Cheney, M.G., 1940, Geology of north-central Texas: American Association of Petroleum Geologists Bulletin, v. 24, no. 1, p. 65-118. [Available online, with subscription, from AAPG archives: http://www.aapg.org/datasystems or http://search.datapages.com]


Summary:

Pg. 66 (fig. 1), 93. Belle Plains group. Rank raised to group and expanded below to include Elm Creek limestone and Jim Ned shale (new), which strata had been included in the Admiral herein given group status and stratigraphically restricted above. As redefined, the Belle Plains includes (ascending) Jim Ned shale, Elm Creek limestone, Jagger Bend limestone, Valera shale and anhydrite, and Bead Mountain limestone. Underlies Clyde group. [Age is Permian.]

Source: US geologic names lexicon (USGS Bull. 1200, p. 287-288).


Map showing publication footprint
  • Usage in publication:
    • Belle Plains formation
  • Modifications:
    • Revised
  • AAPG geologic province:
    • Bend arch
Publication:

Moore, R.C., 1948, [Title unknown], IN Cheney, M.G., leader, Study of Lower Permian and Upper Pennsylvanian rocks in Brazos and Colorado River Valleys of west-central Texas, particularly from Coleman Junction to Home Creek limestones: Abilene Geological Society Field Trip Guidebook, Spring Field Trip, June 11-12, 1948.


Summary:

Sheets 3, 4. Belle Plains formation.
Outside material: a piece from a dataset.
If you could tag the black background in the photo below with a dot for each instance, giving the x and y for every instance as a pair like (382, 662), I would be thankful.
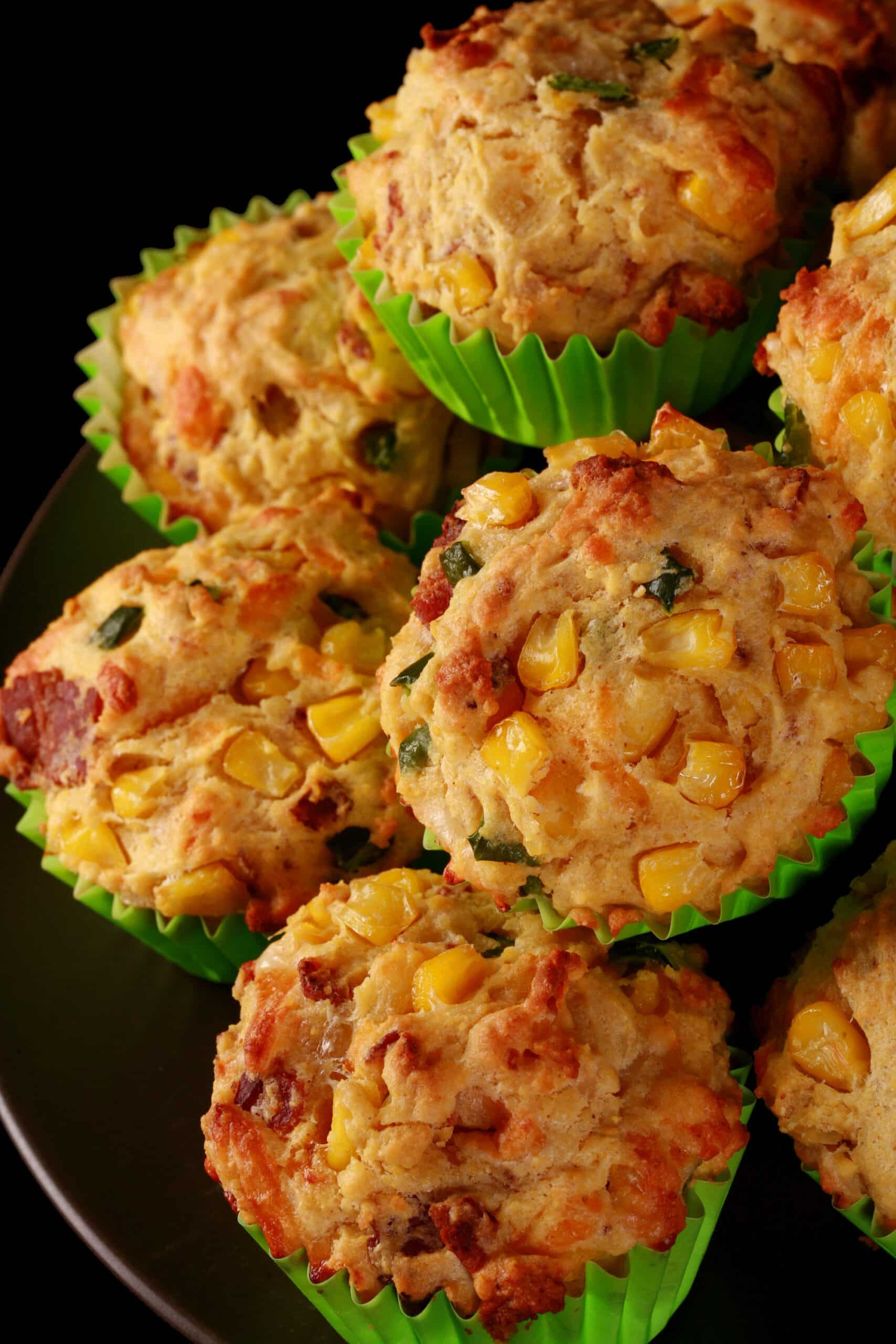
(129, 133)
Formation further subdivided to include Voss shale member between Jagger Bend limestone member above and the Elm Creek limestone member below. [Age is Permian.]

Source: US geologic names lexicon (USGS Bull. 1200, p. 287-288).


Map showing publication footprint
  • Usage in publication:
    • Belle Plains formation
  • Modifications:
    • Mapped
  • AAPG geologic province:
    • Bend arch
Publication:

Moore, R.C., 1949, Rocks of Permian(?) age in the Colorado River Valley, north-central Texas: U.S. Geological Survey Oil and Gas Investigations Preliminary Map, OM-80, scale 1:63,360


Summary:

Sheet 2. Belle Plains formation. Described in Colorado River valley as a formation. Consists mainly of gray limestone beds, 1 to 5 feet thick, separated by shale or marl in beds of comparable thickness. Near Colorado River is 400 feet thick. Includes (ascending) Jim Ned shale, Elm Creek limestone, Voss shale, Jagger Bend limestone, Valera shale, and Bead Mountain limestone members. Overlies Admiral formation; underlies Grape Creek member of Clyde formation; boundary somewhat arbitrarily defined. Age is Early Permian (Leonard?).

Source: Publication; US geologic names lexicon (USGS Bull. 1200, p. 287-288).


Map showing publication footprint
  • Usage in publication:
    • Belle Plains formation
  • Modifications:
    • Areal extent
  • AAPG geologic province:
    • Bend arch
Publication:

Stafford, P.T., 1960, Stratigraphy of the Wichita group in part of the Brazos River Valley, north Texas, IN Contributions to general geology, 1958: U.S. Geological Survey Bulletin, 1081-G, p. 261-280, (incl. geologic map, scale 1:125,000)


Summary:

Pls. 11, 12. Belle Plains formation. Described in Brazos River area where it is 525 to 640 feet thick. Consists of six members as listed by Moore (1949). Overlies Admiral formation; underlies Clyde formation. [Age is Permian.]